Oh my, that’s tough. Those internet cafes don’t have ergonomic desk chairs. C’mon now. This isn’t exactly Cinderella Man. It sucks, but if your back’s hurting while managing your fantasy football team on a borrowed computer, it’s gonna hurt you when your not managing your fantasy football team. I fail to see how this is a big deal.
This is about as inspiring as the fat guy on welfare who manages to make it out to his mailbox every other Thursday to retrieve his foodstamps.
Oh…and he couldn’t find a place for his computer in the hotel room? Does he own one of those computers from the 70s?
“I got [wide receiver] Brandon Lloyd at my dad’s nursing home,” he said of the Denver Bronco who led all receivers in fantasy points this season. “I was going to pick up Michael Vick before anybody else in my league, but I couldn’t get online.”
All that constant stopping at friends’ houses, libraries and his mom’s house drove his fiancée mad. “She thought I was the Antichrist. She kept saying, ‘It’s just fantasy football!’ And I kept saying, ‘Honey, you don’t understand!'”
Of all the clichéd clichés about fantasy football, this is the most clichéd.
You know what? It does! My wife hates fantasy football! HE IS AN EVERYMAN!!

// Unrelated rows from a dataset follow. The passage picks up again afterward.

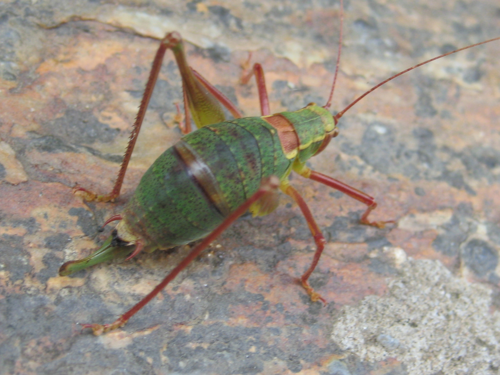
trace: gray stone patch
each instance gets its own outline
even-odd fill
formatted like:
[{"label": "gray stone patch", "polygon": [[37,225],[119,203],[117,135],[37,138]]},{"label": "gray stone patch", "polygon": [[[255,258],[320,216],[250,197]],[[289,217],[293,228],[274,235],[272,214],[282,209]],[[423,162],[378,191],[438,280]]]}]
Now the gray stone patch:
[{"label": "gray stone patch", "polygon": [[498,374],[500,312],[490,312],[491,290],[438,261],[410,259],[398,268],[386,296],[342,308],[334,341],[362,360],[396,358],[409,375]]}]

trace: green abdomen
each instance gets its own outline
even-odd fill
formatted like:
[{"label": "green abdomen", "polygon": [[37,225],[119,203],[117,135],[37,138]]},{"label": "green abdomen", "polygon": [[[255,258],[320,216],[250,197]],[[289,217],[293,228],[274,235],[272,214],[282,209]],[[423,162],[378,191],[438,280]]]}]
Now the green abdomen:
[{"label": "green abdomen", "polygon": [[136,234],[168,248],[205,236],[250,198],[285,157],[276,130],[259,118],[202,128],[183,137],[150,168],[123,215]]}]

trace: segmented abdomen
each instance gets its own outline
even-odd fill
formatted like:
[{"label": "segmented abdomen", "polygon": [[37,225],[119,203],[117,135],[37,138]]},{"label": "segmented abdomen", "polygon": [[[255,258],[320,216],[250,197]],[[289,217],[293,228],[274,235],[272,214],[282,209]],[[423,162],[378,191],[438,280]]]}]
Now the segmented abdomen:
[{"label": "segmented abdomen", "polygon": [[142,177],[124,212],[138,235],[160,248],[205,236],[292,160],[259,118],[202,128],[166,150]]}]

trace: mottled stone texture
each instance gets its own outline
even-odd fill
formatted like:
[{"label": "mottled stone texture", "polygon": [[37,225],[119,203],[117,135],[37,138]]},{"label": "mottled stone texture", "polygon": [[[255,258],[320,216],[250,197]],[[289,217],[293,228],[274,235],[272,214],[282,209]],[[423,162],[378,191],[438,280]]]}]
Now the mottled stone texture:
[{"label": "mottled stone texture", "polygon": [[[500,36],[498,0],[360,0],[346,8],[336,110],[392,74]],[[312,168],[376,197],[373,218],[397,220],[396,227],[360,226],[360,204],[293,178],[328,240],[311,277],[326,306],[311,302],[296,282],[314,242],[298,208],[284,197],[271,215],[240,220],[123,328],[100,338],[80,334],[77,323],[110,322],[188,250],[57,274],[64,261],[88,254],[108,235],[110,228],[100,233],[98,226],[120,212],[142,174],[180,136],[174,124],[180,80],[168,54],[123,195],[114,204],[88,204],[72,194],[76,182],[110,190],[158,38],[180,32],[194,44],[186,49],[194,68],[256,116],[254,84],[238,82],[252,51],[250,62],[266,72],[272,110],[293,110],[326,102],[338,8],[337,1],[320,0],[0,2],[0,374],[426,374],[427,364],[408,362],[394,332],[370,326],[366,332],[374,336],[360,350],[332,336],[348,311],[341,308],[376,306],[390,285],[409,280],[411,270],[402,273],[385,255],[402,254],[398,248],[439,261],[467,284],[481,283],[478,316],[498,310],[496,42],[370,94],[311,160]],[[411,284],[427,284],[422,281]],[[437,306],[432,290],[426,303]],[[376,326],[378,316],[366,324]],[[489,329],[471,329],[478,327]],[[424,346],[426,336],[412,334]],[[478,350],[498,351],[485,337],[477,334]],[[453,350],[458,342],[450,336],[440,345]],[[374,348],[390,355],[365,355]],[[474,368],[494,374],[496,366]]]}]

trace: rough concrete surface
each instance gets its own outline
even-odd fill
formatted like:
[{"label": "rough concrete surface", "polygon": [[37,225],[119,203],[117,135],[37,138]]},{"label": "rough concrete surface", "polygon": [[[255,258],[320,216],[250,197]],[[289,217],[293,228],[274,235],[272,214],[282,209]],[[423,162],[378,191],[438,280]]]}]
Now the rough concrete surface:
[{"label": "rough concrete surface", "polygon": [[[130,308],[189,247],[58,276],[102,243],[112,224],[98,226],[180,137],[168,54],[122,195],[96,204],[72,194],[76,182],[112,188],[158,38],[180,32],[191,65],[258,116],[254,84],[239,83],[251,52],[272,110],[295,110],[326,102],[338,10],[336,0],[0,2],[0,374],[498,373],[498,42],[370,94],[311,160],[376,197],[373,218],[396,225],[360,225],[361,204],[292,177],[328,240],[310,279],[326,306],[296,282],[314,242],[283,197],[270,215],[238,220],[124,327],[80,332],[78,323]],[[412,65],[500,36],[498,0],[349,1],[344,18],[336,110]],[[423,315],[424,304],[438,314]],[[386,312],[367,316],[370,306]],[[400,318],[417,326],[388,326]],[[422,329],[433,322],[458,333],[424,355],[438,342]]]}]

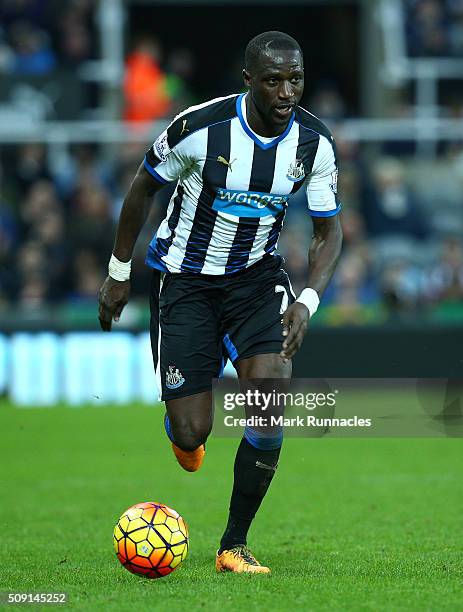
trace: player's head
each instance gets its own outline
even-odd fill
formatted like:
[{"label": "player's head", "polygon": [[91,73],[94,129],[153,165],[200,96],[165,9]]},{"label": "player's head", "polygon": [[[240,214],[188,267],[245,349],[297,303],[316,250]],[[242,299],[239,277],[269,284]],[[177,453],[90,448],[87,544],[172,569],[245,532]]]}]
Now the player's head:
[{"label": "player's head", "polygon": [[284,125],[304,91],[304,61],[297,40],[283,32],[264,32],[249,41],[244,82],[264,119]]}]

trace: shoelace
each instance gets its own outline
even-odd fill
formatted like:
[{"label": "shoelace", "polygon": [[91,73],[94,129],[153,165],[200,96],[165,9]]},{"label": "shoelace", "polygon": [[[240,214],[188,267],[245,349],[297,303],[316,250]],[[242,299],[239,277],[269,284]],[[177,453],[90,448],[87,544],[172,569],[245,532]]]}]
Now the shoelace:
[{"label": "shoelace", "polygon": [[257,559],[253,557],[251,551],[247,546],[235,546],[235,548],[232,548],[231,552],[233,553],[234,557],[240,557],[241,559],[244,559],[244,561],[246,561],[246,563],[249,563],[249,565],[259,565]]}]

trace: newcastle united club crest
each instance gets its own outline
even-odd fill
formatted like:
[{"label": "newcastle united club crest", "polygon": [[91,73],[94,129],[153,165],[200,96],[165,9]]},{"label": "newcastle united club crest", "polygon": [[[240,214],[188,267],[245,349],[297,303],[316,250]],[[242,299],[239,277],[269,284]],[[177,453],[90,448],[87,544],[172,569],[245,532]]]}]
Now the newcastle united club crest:
[{"label": "newcastle united club crest", "polygon": [[286,174],[286,178],[288,178],[293,183],[297,183],[302,181],[305,177],[304,164],[302,163],[302,159],[296,159],[289,166],[288,172]]},{"label": "newcastle united club crest", "polygon": [[166,387],[168,389],[178,389],[184,382],[185,379],[180,370],[175,366],[169,366],[169,370],[166,372]]}]

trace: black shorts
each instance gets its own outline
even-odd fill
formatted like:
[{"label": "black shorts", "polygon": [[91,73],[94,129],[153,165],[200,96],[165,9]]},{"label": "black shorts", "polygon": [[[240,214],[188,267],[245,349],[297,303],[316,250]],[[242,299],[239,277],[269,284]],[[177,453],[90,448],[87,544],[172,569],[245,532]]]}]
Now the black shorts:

For being the champ, Harrington won a $3,500 Best Buy gift card, which is about the last thing he needs right now. What he needs is first-month and last-month rent to get out of the roach-infested motel he’s living in and into an apartment. So his mom will give him cash for the gift card, which means he and his family hope to move into a real apartment again by the end of the week.
“I’m selling it to her for $2,500,” he said. “After all, she’s my ma.”
Well, that’s nice.
The 6-foot-4, 330-pound Harrington exceeded beyond your wildest expectations with multiple trades and a team that included Adrian Peterson, Arian Foster, Chris Johnson and Dwayne Bowe. But you won’t believe what vaulted him from seventh to first place in the final week.

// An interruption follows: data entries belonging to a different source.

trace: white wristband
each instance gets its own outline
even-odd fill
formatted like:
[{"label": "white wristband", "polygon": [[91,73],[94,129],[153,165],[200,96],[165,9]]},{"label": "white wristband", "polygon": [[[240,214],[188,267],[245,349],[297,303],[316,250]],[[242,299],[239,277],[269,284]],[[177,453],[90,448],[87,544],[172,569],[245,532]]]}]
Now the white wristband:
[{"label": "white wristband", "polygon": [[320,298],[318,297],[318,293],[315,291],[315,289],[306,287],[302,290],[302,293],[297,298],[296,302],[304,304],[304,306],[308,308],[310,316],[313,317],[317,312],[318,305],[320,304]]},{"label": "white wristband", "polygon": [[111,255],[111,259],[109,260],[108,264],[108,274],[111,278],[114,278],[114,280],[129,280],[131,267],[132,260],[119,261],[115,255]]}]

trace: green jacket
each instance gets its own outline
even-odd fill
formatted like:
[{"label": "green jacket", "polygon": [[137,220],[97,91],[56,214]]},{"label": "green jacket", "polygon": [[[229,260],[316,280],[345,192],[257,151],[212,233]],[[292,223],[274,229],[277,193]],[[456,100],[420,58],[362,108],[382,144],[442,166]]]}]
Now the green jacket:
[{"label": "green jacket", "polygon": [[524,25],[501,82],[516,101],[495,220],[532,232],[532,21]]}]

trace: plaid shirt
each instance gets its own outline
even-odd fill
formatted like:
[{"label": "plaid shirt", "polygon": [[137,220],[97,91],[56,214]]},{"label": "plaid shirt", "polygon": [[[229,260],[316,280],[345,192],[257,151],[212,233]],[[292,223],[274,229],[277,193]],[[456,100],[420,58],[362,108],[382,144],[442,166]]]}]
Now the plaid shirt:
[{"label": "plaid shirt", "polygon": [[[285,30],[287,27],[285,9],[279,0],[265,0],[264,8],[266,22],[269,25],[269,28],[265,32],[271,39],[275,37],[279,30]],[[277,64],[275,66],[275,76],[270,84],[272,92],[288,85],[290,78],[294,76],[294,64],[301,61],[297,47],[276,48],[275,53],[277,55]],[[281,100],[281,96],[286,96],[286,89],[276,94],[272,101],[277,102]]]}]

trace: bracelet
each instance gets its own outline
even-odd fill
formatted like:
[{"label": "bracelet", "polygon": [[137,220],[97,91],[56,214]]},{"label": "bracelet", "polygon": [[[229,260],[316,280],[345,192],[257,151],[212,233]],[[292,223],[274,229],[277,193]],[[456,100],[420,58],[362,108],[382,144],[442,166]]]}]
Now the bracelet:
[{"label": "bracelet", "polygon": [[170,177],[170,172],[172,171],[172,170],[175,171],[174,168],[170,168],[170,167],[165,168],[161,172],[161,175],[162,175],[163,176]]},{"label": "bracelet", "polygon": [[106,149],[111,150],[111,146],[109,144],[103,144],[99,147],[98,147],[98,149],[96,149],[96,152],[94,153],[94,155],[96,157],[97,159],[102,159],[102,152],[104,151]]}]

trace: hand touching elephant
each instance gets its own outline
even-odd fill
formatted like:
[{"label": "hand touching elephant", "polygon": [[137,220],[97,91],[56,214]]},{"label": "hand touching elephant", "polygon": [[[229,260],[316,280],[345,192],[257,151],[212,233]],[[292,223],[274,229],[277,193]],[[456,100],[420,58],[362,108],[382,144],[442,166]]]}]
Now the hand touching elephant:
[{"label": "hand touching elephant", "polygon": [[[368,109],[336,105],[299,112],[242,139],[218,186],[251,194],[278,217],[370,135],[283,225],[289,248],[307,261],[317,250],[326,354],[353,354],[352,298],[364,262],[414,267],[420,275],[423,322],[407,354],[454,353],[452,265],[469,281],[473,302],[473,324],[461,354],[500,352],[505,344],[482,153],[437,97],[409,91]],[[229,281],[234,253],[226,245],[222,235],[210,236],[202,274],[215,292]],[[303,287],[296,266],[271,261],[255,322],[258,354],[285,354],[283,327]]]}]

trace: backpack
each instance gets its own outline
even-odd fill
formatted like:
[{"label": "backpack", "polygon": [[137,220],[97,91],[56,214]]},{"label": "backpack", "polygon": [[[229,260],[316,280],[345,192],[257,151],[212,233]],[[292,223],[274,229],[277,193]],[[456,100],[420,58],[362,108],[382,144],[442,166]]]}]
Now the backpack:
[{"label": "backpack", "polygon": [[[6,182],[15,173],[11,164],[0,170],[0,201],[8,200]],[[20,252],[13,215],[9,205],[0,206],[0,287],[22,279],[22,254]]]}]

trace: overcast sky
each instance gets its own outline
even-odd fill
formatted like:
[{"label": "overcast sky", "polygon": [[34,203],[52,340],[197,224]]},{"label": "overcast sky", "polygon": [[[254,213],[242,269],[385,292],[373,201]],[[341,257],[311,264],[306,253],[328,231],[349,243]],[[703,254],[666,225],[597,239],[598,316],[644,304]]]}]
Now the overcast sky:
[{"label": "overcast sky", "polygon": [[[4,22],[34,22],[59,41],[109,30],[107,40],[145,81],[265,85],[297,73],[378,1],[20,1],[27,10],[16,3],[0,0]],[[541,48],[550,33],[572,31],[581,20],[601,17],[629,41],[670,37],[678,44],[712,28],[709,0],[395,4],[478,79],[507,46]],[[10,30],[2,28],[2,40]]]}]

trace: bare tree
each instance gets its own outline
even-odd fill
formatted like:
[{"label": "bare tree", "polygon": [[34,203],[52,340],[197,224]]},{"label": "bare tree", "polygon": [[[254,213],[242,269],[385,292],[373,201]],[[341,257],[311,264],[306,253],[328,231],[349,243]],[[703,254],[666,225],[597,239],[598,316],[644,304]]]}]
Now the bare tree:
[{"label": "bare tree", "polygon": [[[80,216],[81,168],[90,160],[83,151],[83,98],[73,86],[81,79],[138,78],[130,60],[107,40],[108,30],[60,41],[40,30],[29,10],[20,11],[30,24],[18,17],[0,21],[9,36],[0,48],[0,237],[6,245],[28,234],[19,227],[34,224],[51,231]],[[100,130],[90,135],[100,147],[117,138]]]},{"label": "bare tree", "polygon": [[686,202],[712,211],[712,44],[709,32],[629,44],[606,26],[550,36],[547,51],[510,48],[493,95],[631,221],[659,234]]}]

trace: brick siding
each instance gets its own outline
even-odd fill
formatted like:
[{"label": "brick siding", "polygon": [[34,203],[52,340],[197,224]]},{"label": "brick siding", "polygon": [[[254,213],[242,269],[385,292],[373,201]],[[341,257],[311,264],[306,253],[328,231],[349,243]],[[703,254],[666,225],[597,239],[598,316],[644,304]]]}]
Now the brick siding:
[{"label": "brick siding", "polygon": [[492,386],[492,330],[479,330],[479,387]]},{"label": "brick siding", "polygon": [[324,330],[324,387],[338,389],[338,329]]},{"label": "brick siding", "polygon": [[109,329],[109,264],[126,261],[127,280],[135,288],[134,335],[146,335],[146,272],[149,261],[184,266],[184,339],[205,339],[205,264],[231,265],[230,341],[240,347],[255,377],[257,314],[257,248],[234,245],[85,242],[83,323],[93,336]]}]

First of all, how did he exceed my wildest expectations? Plus he had AP, Chris Johnson, Arian Foster, and Dwayne Bowe. They’re four of the very best fantasy players. If you told me he had all four of those guys, my expectations would be that he should win going away. I’m not sure what’s supposed to be so shocking here.

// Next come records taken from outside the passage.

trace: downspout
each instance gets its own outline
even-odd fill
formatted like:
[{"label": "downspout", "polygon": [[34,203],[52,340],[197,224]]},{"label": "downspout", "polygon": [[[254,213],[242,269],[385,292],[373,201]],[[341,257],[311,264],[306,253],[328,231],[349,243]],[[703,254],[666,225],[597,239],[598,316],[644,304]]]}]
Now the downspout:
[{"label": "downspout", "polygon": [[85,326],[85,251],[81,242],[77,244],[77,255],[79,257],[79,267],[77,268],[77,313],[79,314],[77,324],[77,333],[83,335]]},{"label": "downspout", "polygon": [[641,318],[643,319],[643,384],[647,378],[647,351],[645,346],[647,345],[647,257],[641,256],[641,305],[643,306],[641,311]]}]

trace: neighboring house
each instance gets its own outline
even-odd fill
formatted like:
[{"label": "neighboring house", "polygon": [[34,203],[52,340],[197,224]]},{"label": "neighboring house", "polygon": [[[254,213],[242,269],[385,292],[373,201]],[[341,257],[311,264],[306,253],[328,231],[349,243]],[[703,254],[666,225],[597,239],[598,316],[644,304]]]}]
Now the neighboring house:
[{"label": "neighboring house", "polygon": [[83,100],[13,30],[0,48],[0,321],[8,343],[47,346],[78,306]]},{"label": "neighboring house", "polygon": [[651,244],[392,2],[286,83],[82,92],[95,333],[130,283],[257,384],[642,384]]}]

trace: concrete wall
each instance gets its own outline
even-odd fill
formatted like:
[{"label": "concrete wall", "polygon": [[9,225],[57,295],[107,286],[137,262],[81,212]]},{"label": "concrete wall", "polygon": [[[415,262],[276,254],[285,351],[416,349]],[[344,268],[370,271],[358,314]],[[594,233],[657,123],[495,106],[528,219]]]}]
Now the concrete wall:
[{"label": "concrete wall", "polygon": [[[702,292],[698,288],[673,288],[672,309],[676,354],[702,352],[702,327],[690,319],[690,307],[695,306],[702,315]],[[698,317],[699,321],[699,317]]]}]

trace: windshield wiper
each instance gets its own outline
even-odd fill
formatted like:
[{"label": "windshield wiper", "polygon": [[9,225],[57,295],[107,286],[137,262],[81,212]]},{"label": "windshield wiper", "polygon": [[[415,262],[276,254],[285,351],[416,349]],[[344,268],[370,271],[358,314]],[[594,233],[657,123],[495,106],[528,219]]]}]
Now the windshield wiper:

Second…Harrington’s a big boy….also, why is that important here? Reilly really needs to work on his writing. Cut out superfluous information, etc.
“Tim Tebow,” he said.
Tim Tebow, maker of fantasy dreams. Of course. Why would anyone not believe this? Tim Tebow is a certified miracle worker.
Believe it or not, Harrington found himself without a healthy quarterback in the final week– he went through six all year — so he took a chance on Tebow, who was making only the second start of his NFL career against San Diego, the NFL’s No. 1 defense. Tebow gave him 27 points with 205 yards passing, 94 rushing and 3 touchdowns.
Anyone who plays fantasy football would believe that he didn’t have a healthy QB in the last game of the regular season. It happens all the time.
So, Harrington got really lucky. That’s great. Why on earth is this a front-page story on ESPN (or a story at all) again?
“When I saw I ended up No. 1, I just couldn’t believe it,” Harrington said. “It was like a fantasy.”
Yes, he really did say that
Ba dum ching
Wait, what? We’re not done? What is this stuff below the gray line? Is it BONUS material?! How fantastic.
Charles Campbell of Cordova, Ala., finished second. Third place went to Dennis March of Indianapolis. All three of them had Foster on their teams.
I assume we’re still talking about the ESPN prize league. I have to assume because Reilly is a truly ineffective writer.
Here are March’s top 10 tips. If you want to succeed in fantasy football next season:
I’m done. You can go look at March’s tips if you want. They’re pretty obvious like: have a plan when drafting, have fun, always look to improve your roster. Whatever.
The real takeaway here is that fully half of Reilly’s column is from some guy who plays fantasy football. And, despite the somewhat useless advice, is pretty much better than anything Reilly’s written while at ESPN, proving that most people could do Reilly’s job and do it better.